Да, весь мир забыл о моем существовании. Я убедился в том, что вполне можно существовать самому по себе, когда о тебе никто не помнит, никто не думает. Память, увы, не является основанием бытия. Эта не такая уж приятная истина стала мне теперь совершенно понятной. Как стало понятным и то, что вообще мало что является основанием бытия. Лента времени струится сама по себе, в свою неведомую даль, мало заботясь о том, что вообще происходит. И происходит ли? Какая-то оторопь напала на меня, и мне мгновенно стал скучно и неинтересно жить.
Но я ведь был со своим отцом, о котором тоже не помнил
И все же я что-то почувствовал, когда понял, что все забыли обо мне. Именно, когда это понял. Это пронзило меня, чуть не убило. Но только в первый миг. Я быстро оправился от своего удручающего открытия, и мне не оставалось ничего другого, как продолжить существование.

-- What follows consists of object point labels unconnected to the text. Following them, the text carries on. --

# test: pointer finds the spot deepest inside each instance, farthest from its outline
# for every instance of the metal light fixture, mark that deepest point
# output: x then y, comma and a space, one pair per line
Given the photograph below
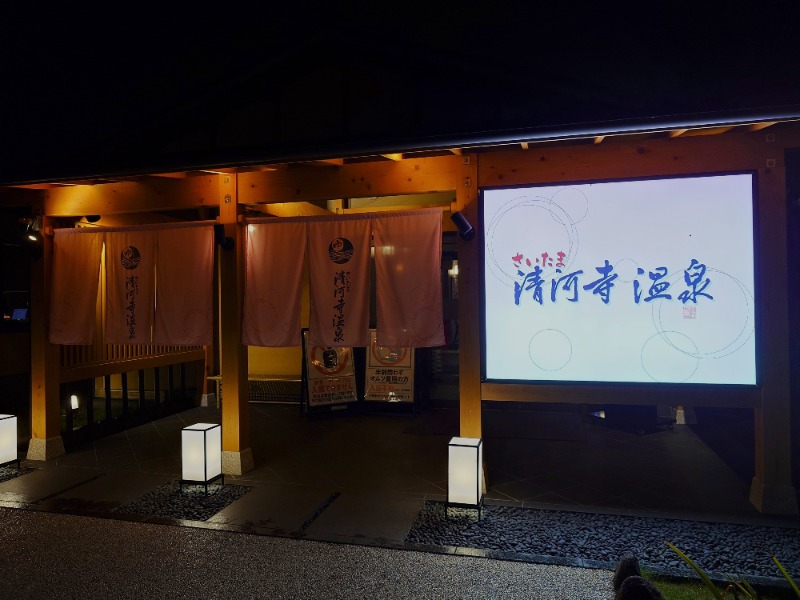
464, 473
201, 453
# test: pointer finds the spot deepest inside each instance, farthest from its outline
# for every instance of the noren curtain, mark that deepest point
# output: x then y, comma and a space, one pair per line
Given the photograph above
275, 257
338, 258
408, 250
76, 273
130, 286
184, 313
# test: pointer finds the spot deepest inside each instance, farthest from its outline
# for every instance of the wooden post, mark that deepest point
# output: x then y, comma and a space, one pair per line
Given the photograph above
469, 349
237, 457
46, 441
771, 490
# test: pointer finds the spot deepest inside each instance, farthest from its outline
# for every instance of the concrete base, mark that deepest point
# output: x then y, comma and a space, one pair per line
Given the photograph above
45, 448
237, 463
773, 499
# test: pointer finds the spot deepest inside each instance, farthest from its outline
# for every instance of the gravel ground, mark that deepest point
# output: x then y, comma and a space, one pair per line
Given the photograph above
55, 556
190, 503
595, 540
11, 471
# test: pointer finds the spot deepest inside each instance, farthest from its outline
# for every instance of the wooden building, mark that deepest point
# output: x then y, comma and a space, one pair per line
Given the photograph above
266, 162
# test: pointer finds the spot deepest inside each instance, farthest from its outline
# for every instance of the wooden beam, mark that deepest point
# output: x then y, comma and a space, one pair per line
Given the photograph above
328, 162
369, 209
290, 209
359, 180
19, 196
760, 126
146, 195
237, 456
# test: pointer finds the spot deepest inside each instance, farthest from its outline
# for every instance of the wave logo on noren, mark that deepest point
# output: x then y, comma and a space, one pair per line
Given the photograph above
341, 250
130, 257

Обильные детские воспоминания об отце постепенно развеивались, уступая место часто уже другим, неприятным чувствам. Вновь вернулась злость и раздраженность. Как будто он и не умирал, как будто продолжилась наша с ним вековечная тяжба, наш бесконечный, ни к чему не приводящий, спор. Было всегда понятно, что все эти споры-разговоры не для выяснения истины, а так, для разжигания вражды. Я уже часто ловил себя на том, что говорю с ним, с этим неведомым собеседником, источая в эфир свои силы и проклятья, посылая их в темную даль вечной непроясненности.
Как-то вдруг все разом накопилось во время этого траура, так накопилось, что трудно стало все это удержать в себе. Теперь нужно все сказать, всю правду, все, как оно есть. С этим жить нельзя. Я давно подозревал, что придет такое время, такой страшный день и час, когда нужно будет все сказать. Но все не верил в это, все откладывал даже саму мысль; думал, может обойдется, само пройдет, растворится в мутной речки жизни.
Нет, не прошло, не растворилось, ничего само собой не обошлось. Траур как-то неприятно обнажил всю житейскую мелочность, и вот это житейское и оказалось самым невыносимым, самым жутким. Захотелось все рассказать кому-то, все, что накопилось за многие годы. Но рассказать было некому, совсем некому. Нет в мире человека, которому можно душу обнажить, все потаенное выложить. А ведь надо, без этого никак нельзя. Вот и приходится говорить себе, а это все равно, что травам полевым, да ветрам лесным. Никто не услышит, никто не поймет.
Самое важное, что я должен был теперь сказать, что не любил я никогда своих родителей. Бояться боялся за них страшно, чуть не умер несколько раз от этого, но как теперь понимаю, любить-то не любил. Это главная заноза и накипь. И они меня не любили никогда. Никогда. Собой всегда были только заняты. И задело меня, почему они собой занимались, как будто были какие-то люди необыкновенные. Нет, самые обычные, таких много. И странно теперь, чего меня-то им не любить? А они не любили, но только боялись. Не дай Бог болезнь, или отъезд какой – всю душу вытрясут, лишь бы я в порядке был, чтобы им спокойно было. Боялись за меня ради своего спокойствия. Разве это любовь?
Они ведь доводили меня до того, что я желал им смерти. Именно так и было. Они умудрялись своими нелепыми действиями и словами пробуждать во мне самые низменные наклонности, самые подлые чувства. Я конечно всегда очень стыдился и ужасался потом, сильно злился, уже не знаю на кого: на себя, на них, или на того кто все это затеял здесь, смешав все пути и не дав ни малейшего намека на истину. Горько было так чувствовать родительское; часто хотелось тепла и понимания, которое конечно было, но всегда перечеркивалось какими-то нелепыми, совершенно внезапными действиями с их стороны.